O Voando em Moçambique é um pequeno tributo à História da Aviação em Moçambique. Grande parte dos seus arquivos desapareceram ou foram destruídos e o que deles resta, permanecem porventura silenciosos nas estantes de muitos dos seus protagonistas. A História é feita por todos aqueles que nela participaram.
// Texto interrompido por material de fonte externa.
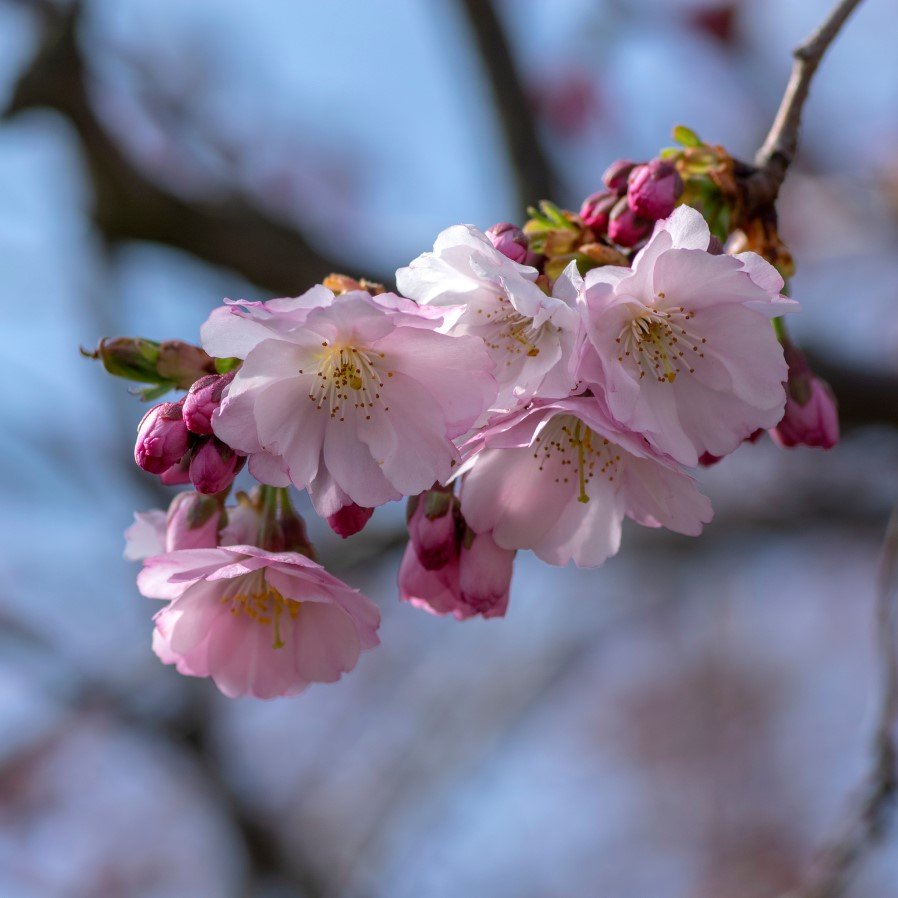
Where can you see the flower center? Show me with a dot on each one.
(576, 452)
(508, 331)
(347, 378)
(255, 597)
(661, 343)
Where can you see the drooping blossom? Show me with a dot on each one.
(258, 623)
(359, 404)
(528, 334)
(681, 345)
(475, 581)
(811, 417)
(559, 478)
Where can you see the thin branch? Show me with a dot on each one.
(875, 810)
(533, 173)
(778, 150)
(231, 232)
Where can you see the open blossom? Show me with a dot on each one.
(475, 581)
(559, 478)
(681, 345)
(233, 329)
(258, 623)
(528, 334)
(359, 404)
(191, 522)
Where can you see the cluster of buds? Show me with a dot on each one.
(447, 567)
(634, 198)
(176, 442)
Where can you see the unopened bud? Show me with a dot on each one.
(626, 228)
(615, 177)
(484, 575)
(433, 529)
(349, 520)
(653, 189)
(510, 240)
(162, 438)
(201, 401)
(596, 210)
(183, 363)
(214, 466)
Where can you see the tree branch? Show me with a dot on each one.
(230, 232)
(772, 161)
(533, 173)
(875, 809)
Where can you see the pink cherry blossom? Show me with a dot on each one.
(475, 581)
(258, 623)
(233, 329)
(529, 335)
(360, 404)
(349, 519)
(681, 345)
(559, 478)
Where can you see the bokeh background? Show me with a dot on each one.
(693, 720)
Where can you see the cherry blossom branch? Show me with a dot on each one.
(533, 173)
(231, 231)
(776, 154)
(875, 809)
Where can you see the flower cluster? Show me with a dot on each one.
(525, 388)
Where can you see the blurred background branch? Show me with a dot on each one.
(128, 205)
(532, 170)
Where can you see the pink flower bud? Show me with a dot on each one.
(626, 228)
(653, 189)
(484, 575)
(814, 422)
(596, 209)
(192, 522)
(214, 466)
(179, 474)
(201, 401)
(615, 177)
(510, 240)
(349, 520)
(162, 438)
(433, 529)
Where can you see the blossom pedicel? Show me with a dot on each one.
(527, 388)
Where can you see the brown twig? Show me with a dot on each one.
(533, 173)
(231, 231)
(772, 161)
(874, 811)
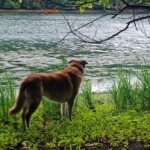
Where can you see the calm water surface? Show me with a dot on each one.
(27, 44)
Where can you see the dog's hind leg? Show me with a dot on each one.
(70, 104)
(23, 115)
(32, 109)
(63, 109)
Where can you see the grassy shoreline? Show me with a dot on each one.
(98, 127)
(114, 120)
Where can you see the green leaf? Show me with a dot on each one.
(89, 5)
(82, 9)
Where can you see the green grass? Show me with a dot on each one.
(103, 126)
(126, 95)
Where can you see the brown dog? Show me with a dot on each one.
(60, 87)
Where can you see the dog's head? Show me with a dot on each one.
(79, 62)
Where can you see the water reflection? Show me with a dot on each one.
(27, 43)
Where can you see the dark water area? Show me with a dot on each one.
(31, 41)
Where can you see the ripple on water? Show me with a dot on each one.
(27, 44)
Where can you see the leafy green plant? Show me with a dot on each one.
(87, 93)
(126, 95)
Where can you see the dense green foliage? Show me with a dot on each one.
(99, 126)
(127, 94)
(67, 4)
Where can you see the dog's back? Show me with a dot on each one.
(60, 87)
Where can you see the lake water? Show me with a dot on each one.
(28, 43)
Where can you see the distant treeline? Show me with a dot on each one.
(40, 4)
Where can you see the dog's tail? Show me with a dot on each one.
(19, 102)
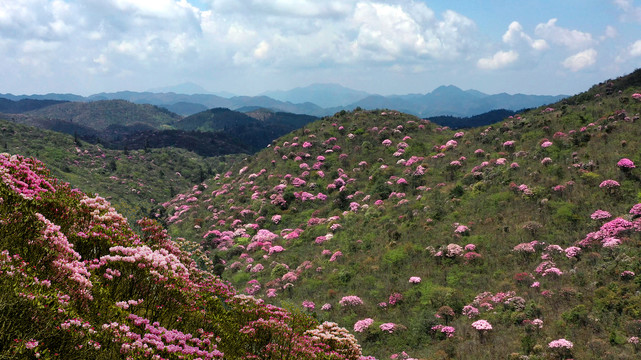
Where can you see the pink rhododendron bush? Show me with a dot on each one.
(76, 282)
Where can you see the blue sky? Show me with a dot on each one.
(251, 46)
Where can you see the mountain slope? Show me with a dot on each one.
(135, 181)
(78, 282)
(99, 115)
(255, 129)
(24, 105)
(521, 238)
(323, 95)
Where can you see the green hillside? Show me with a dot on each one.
(517, 239)
(99, 115)
(77, 282)
(135, 181)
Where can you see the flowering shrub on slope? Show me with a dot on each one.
(77, 283)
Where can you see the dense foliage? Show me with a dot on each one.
(78, 283)
(136, 182)
(517, 239)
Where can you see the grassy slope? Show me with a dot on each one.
(76, 282)
(384, 245)
(135, 183)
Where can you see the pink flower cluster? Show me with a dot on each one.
(447, 330)
(351, 300)
(362, 325)
(388, 327)
(626, 163)
(482, 325)
(609, 184)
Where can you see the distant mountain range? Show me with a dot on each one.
(318, 100)
(121, 124)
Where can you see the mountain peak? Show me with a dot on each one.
(187, 88)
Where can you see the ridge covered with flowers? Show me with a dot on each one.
(511, 236)
(77, 282)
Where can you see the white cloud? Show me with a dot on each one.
(393, 32)
(515, 34)
(611, 32)
(635, 49)
(580, 60)
(286, 8)
(572, 39)
(630, 12)
(499, 60)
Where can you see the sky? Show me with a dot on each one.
(247, 47)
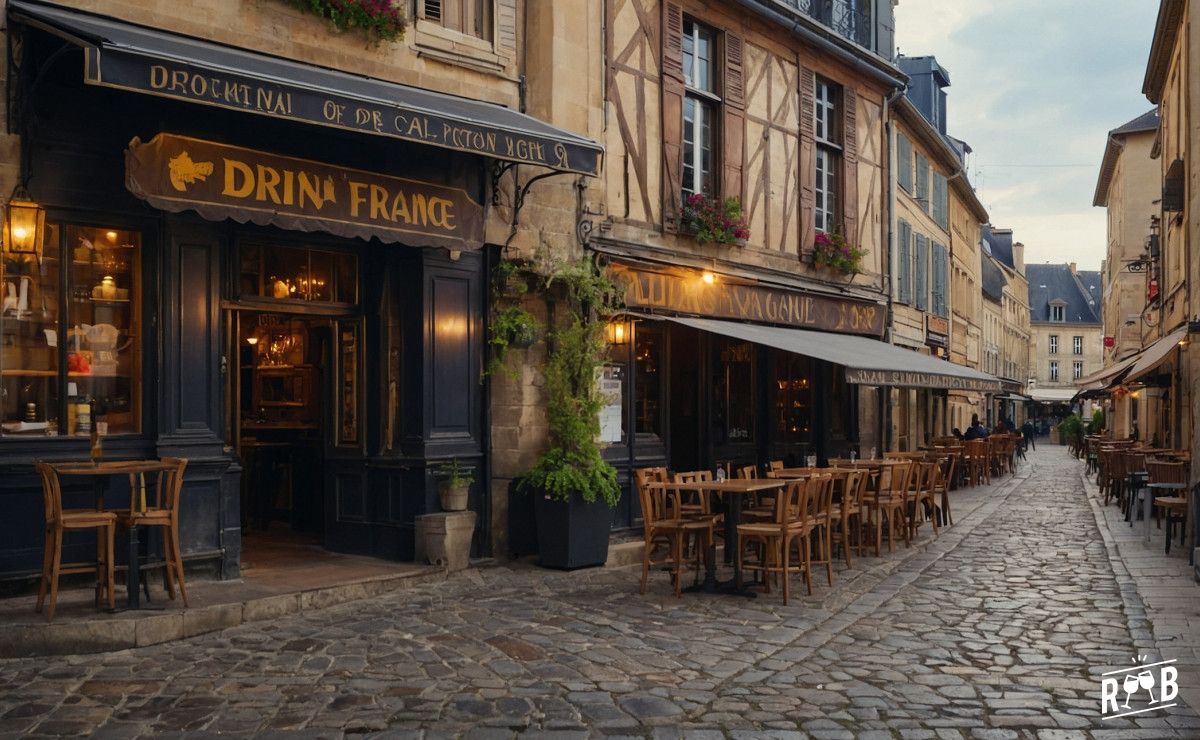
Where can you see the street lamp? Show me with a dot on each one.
(24, 224)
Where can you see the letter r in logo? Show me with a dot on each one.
(1109, 696)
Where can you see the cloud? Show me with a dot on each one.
(1035, 89)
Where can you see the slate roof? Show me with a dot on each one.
(1080, 293)
(1000, 242)
(993, 280)
(1146, 121)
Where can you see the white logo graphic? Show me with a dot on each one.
(1159, 680)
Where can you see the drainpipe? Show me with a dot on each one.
(889, 263)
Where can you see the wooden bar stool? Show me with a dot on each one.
(165, 515)
(58, 522)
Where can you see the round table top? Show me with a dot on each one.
(131, 467)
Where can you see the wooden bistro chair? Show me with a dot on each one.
(921, 497)
(58, 522)
(774, 540)
(663, 525)
(975, 459)
(946, 467)
(847, 513)
(891, 504)
(163, 515)
(1170, 480)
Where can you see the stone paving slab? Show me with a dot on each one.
(1162, 594)
(997, 629)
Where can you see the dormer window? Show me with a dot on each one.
(1059, 312)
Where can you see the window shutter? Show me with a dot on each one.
(808, 160)
(921, 272)
(904, 162)
(672, 115)
(940, 280)
(732, 133)
(507, 25)
(850, 164)
(922, 181)
(941, 205)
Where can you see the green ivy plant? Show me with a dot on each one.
(833, 252)
(455, 475)
(381, 19)
(511, 326)
(573, 463)
(713, 220)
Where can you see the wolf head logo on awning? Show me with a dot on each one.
(183, 172)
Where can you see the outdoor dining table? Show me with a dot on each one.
(101, 473)
(733, 489)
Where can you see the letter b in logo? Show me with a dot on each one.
(1169, 684)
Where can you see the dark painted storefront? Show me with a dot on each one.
(382, 385)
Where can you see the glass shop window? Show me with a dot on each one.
(733, 403)
(793, 398)
(71, 335)
(648, 379)
(297, 274)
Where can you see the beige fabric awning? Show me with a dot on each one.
(1103, 377)
(1057, 395)
(1157, 353)
(867, 361)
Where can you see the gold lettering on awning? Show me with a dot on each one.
(220, 181)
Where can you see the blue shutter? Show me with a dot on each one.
(941, 204)
(922, 193)
(940, 280)
(904, 162)
(921, 270)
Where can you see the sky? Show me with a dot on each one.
(1036, 85)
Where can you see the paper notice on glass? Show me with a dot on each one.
(611, 427)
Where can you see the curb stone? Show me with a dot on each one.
(114, 635)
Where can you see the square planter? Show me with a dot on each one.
(571, 534)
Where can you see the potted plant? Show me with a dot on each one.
(833, 252)
(574, 488)
(454, 483)
(712, 220)
(511, 326)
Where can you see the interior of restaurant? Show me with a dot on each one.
(281, 387)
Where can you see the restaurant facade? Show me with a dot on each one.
(268, 266)
(755, 348)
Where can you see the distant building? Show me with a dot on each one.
(1012, 336)
(1066, 329)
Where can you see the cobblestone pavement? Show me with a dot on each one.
(995, 630)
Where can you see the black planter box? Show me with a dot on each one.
(522, 524)
(571, 534)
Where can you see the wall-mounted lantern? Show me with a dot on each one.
(24, 224)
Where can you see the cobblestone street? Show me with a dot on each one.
(999, 629)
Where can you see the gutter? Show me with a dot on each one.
(886, 405)
(841, 53)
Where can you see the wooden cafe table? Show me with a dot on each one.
(735, 489)
(101, 473)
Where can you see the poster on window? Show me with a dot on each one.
(610, 385)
É a esses que aqui lançamos o nosso apelo, para que nos deixem o seu contributo real, pois de certo possuirão um espólio importante, para que a História dessa Aviação se não perca nos tempos e com ela todos os seus “heróis”. As gerações futuras de certo lhes agradecerão. Muitos desses verdadeiros heróis, ilustres aventureiros desconhecidos, souberam desafiar os perigos de toda a ordem, transportando pessoas e bens de primeira necessidade ou evacuando doentes, em condições meteorológicas adversas, quais “gloriosos malucos das máquinas voadoras”. Há que incentivar todos aqueles que ainda possuam dados e documentos que possam contribuir para que essa História se faça e se não extinga com eles, que os publiquem, ou que os cedam a organizações que para isso estejam vocacionadas. A nossa gratidão a todos aqueles que ao longo dos tempos se atreveram e tiveram a coragem de escrever as suas “estórias” e memórias sobre a sua aviação. Só assim a História da Aviação em Moçambique se fará verdadeiramente, pois nenhum trabalho deste género é suficientemente exaustivo e completo. A todos esses ilustres personagens do nosso passado recente que contra tudo e todos lutaram para que essa história se fizesse, a nossa humilde e sincera homenagem.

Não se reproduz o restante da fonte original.